Container runtimes (Docker, containerd, CRI-O) do not manage swap directly. Containers inherit the host’s swap configuration. A container process whose memory is swapped out will have that memory encrypted if and only if the host has encrypted swap. The container has no visibility into this; it cannot make its own swap encrypted if the host does not.

The operational consequence: encrypting swap is a host-level responsibility. Container security policies that include memory protection requirements must verify the host swap configuration, not the container configuration.

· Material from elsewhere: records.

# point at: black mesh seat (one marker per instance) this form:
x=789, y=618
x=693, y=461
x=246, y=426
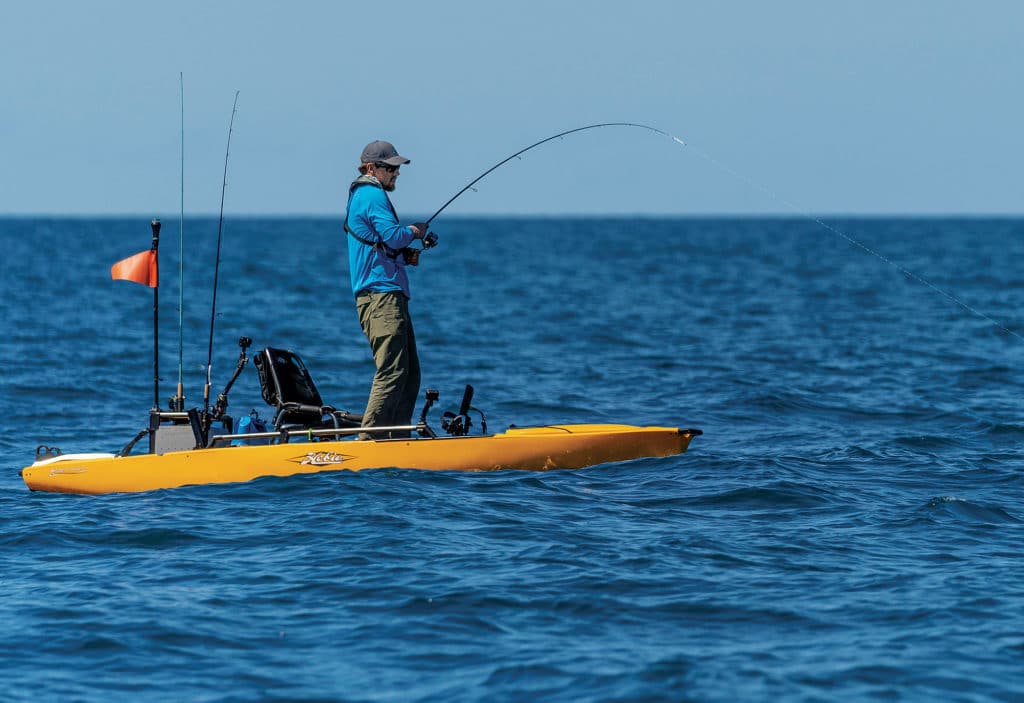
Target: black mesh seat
x=287, y=386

For VM workloads on hypervisors, the hypervisor may offer its own swap (ballooning, host swap) that is independent of the guest’s swap configuration. Guest-level swap encryption protects guest memory paged to the guest’s virtual disk, but does not protect memory that the hypervisor has moved to host swap. On KVM with virtio-balloon, the balloon driver reclaims guest physical pages for the host; those pages contain guest memory contents. Full protection requires either:

1. Disabling memory ballooning for security-sensitive VMs, or
2. Hardware-level VM memory encryption (AMD SEV, Intel TDX) which encrypts guest RAM from the hypervisor’s perspective.

For cloud VMs (AWS EC2, GCP Compute Engine, Azure VMs), the host hypervisor swap is not guest-accessible or guest-configurable. The relevant defence is encrypting the guest’s own virtual disk (EBS encryption, Cloud Disk encryption), which ensures that if the cloud provider’s physical storage is accessed, the swap partition on the encrypted virtual disk is not readable.

Summary

Unencrypted swap is a silent data exfiltration path that most hardening checklists miss. The fix is low-effort: a two-line crypttab entry and a fstab update. For systems where disk exposure must be eliminated entirely, zram moves swap into RAM. For systems with hibernation requirements, LUKS with TPM2-sealed keys provides encrypted persistent swap without manual passphrase entry at boot.

Verify after every configuration change with cryptsetup status, dmsetup info, and file -s against the raw device. Automated compliance checks should assert that no device listed in /proc/swaps maps to a non-dm-crypt block device.